The Populist movement bore a striking resemblance to the Union movement in the big cities;however it was comprised primarily of farmers. Their primary response was perhaps best expressed in the words of Mary Elizabeth Kennedy Lease who told farmers they should "raise less corn and more hell." Another spokesman was "Sockless" Jerry Simpson, who had lost a child in a farming accident and ran for Congress thereafter. He argued that the race was between "the robbers and the robbed." and mocked his opponent (a Republican) as a patsy of rich interests. When he criticized his opponent for "soft hands and silk socks," the opponent retorted that silk socks were better than no socks at all. Rather than hurt Simpson, it became his trademark slogan.
The Party held a national convention in 1891 and adopted a platform of free and unlimited coinage of silver at a ratio of 16:1 to gold; an eight hour work day and graduated income tax; and nationalization of the railroads, who were considered the chief of the "robber barons."

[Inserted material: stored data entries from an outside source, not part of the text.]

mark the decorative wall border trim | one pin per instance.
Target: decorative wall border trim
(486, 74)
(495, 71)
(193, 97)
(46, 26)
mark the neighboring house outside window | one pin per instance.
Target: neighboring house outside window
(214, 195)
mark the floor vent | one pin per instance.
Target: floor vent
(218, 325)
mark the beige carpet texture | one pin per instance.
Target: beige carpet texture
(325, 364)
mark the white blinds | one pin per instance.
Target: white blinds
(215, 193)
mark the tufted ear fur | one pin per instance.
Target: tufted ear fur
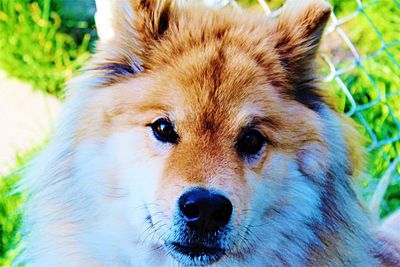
(137, 25)
(298, 32)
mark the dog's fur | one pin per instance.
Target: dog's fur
(104, 192)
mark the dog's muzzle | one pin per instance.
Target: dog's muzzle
(202, 226)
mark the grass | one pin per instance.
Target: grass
(10, 202)
(35, 47)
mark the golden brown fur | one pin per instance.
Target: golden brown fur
(214, 73)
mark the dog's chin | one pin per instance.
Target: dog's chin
(194, 254)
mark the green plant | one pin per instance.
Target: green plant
(10, 215)
(34, 47)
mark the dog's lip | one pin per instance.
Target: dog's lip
(207, 255)
(195, 249)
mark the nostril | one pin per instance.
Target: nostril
(191, 211)
(222, 215)
(204, 210)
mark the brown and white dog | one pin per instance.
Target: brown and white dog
(201, 137)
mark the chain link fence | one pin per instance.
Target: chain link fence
(360, 56)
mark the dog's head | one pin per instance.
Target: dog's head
(206, 131)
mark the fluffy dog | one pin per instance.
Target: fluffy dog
(201, 137)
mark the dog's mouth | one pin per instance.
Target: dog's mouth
(195, 254)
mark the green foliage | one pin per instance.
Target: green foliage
(10, 216)
(34, 47)
(374, 84)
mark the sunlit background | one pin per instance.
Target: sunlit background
(43, 43)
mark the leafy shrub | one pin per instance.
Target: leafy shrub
(10, 216)
(34, 47)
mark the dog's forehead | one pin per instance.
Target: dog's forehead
(215, 85)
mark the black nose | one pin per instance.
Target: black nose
(205, 211)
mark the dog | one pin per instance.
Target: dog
(202, 137)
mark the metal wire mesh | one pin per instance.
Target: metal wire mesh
(361, 64)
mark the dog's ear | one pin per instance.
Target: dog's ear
(137, 25)
(142, 21)
(298, 32)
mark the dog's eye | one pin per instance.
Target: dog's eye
(250, 142)
(164, 131)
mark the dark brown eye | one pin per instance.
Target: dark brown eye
(164, 131)
(250, 142)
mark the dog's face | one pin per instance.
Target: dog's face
(205, 134)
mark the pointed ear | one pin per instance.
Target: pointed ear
(147, 20)
(298, 33)
(137, 25)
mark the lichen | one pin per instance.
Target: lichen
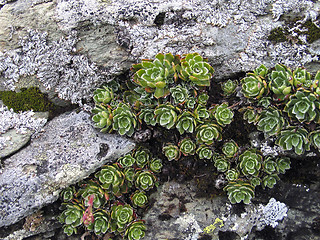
(278, 34)
(26, 99)
(56, 65)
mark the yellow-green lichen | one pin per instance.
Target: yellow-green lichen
(27, 99)
(212, 227)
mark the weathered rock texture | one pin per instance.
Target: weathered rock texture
(75, 45)
(179, 213)
(68, 150)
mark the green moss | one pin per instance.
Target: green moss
(278, 35)
(26, 99)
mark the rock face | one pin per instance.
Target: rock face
(68, 48)
(76, 45)
(179, 213)
(68, 150)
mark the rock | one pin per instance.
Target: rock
(76, 45)
(16, 129)
(178, 213)
(68, 150)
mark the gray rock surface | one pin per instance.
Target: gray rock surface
(179, 213)
(16, 129)
(69, 150)
(76, 45)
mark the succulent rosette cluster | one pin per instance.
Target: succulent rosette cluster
(303, 106)
(253, 86)
(222, 114)
(294, 138)
(87, 204)
(229, 87)
(270, 121)
(156, 75)
(196, 69)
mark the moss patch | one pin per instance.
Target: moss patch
(27, 99)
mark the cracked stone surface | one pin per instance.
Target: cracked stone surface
(68, 150)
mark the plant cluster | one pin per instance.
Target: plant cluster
(282, 103)
(172, 93)
(245, 170)
(109, 201)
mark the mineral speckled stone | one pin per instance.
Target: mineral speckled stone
(68, 150)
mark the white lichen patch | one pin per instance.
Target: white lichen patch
(55, 64)
(21, 122)
(187, 223)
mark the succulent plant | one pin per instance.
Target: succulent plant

The chief spokesmen for the Populist movement was a Democrat, William Jennings Bryan, who ran for President three times. He gained his reputation with a famous speech demanding free and unlimited coinage of silver and relief from the oppression of big business:
I come to speak to you in defense of a cause as holy as the cause of liberty—the cause of humanity. . . . We have petitioned, and out petitions have been scorned. We have entreated, but our entreaties have been disregarded. We have begged, and they have mocked when our calamity came. We beg no longer, we entreat no more; we petition no more. We defy them!
Having behind us the producing masses of this nation and the world, supported by the commercial interests, the laboring interests, and the toilers everywhere, we will answer their demand for a gold standard by saying to them: You shall not press down upon the brow of labor this crown of thorns; you shall not crucify mankind upon a cross of gold.